For the sake of this explanation, consider the following example. We have a basket that can hold 2 watermelons or 10 oranges. Let $w$ be the number of watermelons in the basket, $o$ be the number of oranges, and $W=2$ and $O = 10$ be the respective capacities.

It is easy to observe that 1 watermelon is equivalent to 5 oranges, and if there is 1 watermelon in the basket, you could still add up to 5 oranges. In math terms, that is: $w + \frac{o}{5} \leq 2$

or yet $5w + o \leq 10$.

Generalizing this idea, let $q_i$ and $Q_i$ be the number and the capacity of commodity $i$. The combined capacity constraint becomes: $Q_j \left[ \sum\limits_i \frac{q_i}{Q_i}\right] \leq Q_j$ for a given $j$.

Observe how the LHS converts all use of the resource into $j$ terms, and the RHS considers the capacity for commodity $j$.
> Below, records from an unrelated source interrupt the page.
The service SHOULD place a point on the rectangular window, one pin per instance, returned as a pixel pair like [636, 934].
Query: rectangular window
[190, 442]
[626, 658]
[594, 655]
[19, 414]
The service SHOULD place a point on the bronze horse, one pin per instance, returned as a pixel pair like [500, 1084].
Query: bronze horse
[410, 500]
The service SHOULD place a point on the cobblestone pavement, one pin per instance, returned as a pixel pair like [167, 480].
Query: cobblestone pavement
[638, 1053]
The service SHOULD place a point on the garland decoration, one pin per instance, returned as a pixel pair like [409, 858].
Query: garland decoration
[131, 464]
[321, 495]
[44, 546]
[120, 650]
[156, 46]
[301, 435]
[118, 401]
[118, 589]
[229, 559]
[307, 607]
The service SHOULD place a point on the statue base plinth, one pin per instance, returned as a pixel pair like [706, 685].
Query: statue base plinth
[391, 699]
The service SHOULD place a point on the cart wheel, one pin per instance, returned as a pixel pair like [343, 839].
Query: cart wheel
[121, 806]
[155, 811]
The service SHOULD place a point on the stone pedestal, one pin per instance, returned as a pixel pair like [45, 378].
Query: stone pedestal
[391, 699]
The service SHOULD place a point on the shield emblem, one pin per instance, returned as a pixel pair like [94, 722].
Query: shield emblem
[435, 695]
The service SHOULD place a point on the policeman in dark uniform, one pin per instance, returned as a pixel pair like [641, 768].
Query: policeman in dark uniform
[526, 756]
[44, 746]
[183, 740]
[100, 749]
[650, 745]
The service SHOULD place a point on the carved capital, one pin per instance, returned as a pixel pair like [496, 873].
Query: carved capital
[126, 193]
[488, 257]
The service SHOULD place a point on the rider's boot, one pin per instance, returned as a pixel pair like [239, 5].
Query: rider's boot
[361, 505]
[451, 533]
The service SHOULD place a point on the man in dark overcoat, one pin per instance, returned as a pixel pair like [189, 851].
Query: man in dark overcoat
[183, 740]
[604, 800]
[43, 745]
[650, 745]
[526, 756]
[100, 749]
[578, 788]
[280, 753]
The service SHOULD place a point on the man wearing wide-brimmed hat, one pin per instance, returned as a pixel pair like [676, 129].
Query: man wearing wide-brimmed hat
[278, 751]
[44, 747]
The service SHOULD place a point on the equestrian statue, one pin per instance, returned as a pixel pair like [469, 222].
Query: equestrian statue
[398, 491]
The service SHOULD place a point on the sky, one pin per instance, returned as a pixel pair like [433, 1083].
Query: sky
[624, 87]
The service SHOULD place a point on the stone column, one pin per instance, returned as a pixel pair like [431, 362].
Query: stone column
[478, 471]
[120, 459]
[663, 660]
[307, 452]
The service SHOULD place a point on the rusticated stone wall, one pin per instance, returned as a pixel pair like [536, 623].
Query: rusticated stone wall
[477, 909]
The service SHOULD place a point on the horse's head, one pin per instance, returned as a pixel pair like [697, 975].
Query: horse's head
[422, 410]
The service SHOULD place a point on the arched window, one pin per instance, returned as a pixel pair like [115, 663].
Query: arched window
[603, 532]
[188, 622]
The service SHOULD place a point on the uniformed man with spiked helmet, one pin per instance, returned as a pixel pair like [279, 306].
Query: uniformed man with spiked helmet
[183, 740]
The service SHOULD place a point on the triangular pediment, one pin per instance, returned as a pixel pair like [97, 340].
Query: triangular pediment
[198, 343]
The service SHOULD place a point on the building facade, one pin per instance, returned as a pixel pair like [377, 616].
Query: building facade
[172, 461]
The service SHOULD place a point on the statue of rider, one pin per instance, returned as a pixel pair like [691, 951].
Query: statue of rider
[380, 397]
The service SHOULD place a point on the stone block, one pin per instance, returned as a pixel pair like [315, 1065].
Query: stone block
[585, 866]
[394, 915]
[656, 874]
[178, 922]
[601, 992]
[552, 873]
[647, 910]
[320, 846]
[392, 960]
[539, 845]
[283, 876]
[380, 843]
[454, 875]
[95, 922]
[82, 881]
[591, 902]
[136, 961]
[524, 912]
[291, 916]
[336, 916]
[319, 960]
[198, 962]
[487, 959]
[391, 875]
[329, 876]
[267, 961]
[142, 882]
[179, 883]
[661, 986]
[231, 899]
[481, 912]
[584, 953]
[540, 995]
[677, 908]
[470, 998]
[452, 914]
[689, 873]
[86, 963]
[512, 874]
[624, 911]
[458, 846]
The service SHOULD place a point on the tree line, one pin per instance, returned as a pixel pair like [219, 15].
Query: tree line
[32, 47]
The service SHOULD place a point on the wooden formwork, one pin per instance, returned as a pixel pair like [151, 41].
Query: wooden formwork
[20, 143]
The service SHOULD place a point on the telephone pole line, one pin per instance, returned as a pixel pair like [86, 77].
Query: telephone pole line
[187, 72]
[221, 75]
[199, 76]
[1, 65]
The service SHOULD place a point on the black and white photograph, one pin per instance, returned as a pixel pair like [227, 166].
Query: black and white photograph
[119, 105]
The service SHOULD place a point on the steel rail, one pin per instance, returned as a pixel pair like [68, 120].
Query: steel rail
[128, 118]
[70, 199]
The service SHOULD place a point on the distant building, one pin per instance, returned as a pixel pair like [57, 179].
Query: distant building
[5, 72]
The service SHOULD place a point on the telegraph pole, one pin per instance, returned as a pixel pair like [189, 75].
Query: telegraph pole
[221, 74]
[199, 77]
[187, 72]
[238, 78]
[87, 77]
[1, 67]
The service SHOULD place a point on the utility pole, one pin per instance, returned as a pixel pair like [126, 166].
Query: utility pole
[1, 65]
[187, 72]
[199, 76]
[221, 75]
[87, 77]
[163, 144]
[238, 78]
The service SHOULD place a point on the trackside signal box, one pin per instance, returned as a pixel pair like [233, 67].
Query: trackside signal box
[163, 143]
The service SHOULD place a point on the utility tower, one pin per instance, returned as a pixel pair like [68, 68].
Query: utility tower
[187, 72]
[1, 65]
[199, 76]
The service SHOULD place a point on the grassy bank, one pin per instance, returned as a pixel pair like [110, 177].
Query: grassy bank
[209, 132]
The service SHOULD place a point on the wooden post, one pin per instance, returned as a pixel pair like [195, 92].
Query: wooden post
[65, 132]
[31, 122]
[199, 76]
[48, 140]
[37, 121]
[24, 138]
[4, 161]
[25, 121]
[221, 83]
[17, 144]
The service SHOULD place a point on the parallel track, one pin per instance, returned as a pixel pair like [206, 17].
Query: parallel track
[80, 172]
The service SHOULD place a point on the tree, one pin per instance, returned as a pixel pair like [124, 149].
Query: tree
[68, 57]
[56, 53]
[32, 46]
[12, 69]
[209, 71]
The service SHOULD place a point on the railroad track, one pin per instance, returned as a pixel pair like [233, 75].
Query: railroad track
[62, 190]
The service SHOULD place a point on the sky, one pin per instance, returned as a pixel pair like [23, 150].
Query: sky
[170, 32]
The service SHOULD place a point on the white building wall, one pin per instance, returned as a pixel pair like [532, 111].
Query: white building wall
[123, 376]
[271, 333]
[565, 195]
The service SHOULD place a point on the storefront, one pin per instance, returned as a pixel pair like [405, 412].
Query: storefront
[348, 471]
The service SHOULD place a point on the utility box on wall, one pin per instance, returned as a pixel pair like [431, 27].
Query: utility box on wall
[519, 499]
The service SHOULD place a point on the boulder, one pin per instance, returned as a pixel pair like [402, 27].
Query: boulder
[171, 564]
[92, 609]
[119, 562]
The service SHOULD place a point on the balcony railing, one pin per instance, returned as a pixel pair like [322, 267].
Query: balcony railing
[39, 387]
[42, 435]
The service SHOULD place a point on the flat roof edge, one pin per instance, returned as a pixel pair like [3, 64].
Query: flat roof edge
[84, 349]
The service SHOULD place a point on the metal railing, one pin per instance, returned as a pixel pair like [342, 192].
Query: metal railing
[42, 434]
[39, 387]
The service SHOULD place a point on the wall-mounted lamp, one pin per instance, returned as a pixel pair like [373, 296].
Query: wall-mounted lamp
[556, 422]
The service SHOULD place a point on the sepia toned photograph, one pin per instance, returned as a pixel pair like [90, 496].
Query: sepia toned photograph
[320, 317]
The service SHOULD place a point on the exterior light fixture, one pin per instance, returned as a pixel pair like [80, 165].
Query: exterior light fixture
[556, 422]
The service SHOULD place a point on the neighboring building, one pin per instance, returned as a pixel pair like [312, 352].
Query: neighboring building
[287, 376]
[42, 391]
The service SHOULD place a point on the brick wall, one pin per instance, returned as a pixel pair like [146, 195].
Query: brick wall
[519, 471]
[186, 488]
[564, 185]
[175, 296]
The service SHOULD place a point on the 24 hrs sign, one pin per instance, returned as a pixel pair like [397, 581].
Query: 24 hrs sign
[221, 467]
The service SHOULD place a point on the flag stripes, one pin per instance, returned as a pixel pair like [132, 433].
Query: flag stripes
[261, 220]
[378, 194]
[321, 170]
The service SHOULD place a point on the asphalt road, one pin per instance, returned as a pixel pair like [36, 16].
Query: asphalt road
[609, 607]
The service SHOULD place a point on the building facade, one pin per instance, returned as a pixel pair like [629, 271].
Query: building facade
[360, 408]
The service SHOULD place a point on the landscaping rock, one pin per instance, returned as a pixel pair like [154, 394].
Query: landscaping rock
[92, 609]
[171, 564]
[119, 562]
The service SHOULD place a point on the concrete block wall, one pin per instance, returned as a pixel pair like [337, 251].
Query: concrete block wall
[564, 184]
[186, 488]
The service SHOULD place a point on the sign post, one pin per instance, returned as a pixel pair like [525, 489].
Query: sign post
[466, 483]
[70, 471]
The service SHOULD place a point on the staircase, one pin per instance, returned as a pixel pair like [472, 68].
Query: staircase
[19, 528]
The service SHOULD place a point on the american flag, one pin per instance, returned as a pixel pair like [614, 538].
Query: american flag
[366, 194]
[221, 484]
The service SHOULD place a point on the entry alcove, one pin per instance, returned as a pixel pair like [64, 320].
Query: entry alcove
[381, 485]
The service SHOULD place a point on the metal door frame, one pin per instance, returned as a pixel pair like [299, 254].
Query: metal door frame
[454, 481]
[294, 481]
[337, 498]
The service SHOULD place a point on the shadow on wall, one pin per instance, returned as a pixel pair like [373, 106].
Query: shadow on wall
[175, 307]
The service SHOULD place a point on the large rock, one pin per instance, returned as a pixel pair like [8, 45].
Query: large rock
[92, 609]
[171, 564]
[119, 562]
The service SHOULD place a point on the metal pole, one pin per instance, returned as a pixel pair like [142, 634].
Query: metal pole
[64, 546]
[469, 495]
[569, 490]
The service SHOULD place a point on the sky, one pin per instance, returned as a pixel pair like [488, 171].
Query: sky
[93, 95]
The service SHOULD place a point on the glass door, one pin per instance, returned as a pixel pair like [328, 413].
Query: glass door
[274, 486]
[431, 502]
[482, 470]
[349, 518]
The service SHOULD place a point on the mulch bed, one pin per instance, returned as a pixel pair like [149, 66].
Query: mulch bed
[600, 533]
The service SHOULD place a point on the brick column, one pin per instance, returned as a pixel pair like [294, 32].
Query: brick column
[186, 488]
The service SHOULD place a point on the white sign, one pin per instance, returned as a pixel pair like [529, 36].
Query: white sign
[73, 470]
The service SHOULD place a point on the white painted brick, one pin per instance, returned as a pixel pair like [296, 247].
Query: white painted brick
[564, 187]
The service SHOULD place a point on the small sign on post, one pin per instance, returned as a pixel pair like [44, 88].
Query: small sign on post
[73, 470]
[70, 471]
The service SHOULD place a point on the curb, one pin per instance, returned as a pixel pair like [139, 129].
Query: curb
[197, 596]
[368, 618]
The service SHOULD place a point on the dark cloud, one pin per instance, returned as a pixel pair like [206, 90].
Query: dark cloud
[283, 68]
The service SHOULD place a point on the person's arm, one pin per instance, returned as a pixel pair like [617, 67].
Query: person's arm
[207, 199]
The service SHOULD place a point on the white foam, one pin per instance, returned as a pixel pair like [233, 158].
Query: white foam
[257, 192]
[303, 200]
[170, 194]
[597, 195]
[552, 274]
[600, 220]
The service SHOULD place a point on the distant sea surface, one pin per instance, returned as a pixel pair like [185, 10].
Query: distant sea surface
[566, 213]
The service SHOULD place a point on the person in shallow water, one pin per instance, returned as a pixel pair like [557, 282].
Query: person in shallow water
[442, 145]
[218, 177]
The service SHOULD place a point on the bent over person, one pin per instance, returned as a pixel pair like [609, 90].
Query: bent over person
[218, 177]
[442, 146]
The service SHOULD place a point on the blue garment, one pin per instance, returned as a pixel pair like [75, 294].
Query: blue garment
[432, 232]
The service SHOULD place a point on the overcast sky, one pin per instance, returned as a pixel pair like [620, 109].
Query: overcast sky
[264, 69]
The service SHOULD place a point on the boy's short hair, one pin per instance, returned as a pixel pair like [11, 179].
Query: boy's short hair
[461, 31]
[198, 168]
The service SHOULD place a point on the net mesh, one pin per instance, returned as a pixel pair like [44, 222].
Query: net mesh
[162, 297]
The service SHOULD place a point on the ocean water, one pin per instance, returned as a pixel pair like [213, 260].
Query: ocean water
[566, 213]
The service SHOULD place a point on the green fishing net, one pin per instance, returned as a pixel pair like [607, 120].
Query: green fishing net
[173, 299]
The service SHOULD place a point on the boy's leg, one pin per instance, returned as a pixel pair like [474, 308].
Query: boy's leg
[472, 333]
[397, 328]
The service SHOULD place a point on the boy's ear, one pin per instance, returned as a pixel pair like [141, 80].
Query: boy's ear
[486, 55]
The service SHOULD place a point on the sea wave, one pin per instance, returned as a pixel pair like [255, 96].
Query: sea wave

Note that the LHS will likely contain fractional numbers, which can cause numerical instabilities when solving the resulting MIP. This will definitely happen if you simplify the $Q_j$ terms in the LHS and RHS. However, to decrease this probability and if the capacities are multiples of a given number, you can avoid these fractions by using the largest $Q_j$: $max_j Q_j \left[ \sum\limits_i \frac{q_i}{Q_i}\right] \leq max_j Q_j$.

Thanks Gafa!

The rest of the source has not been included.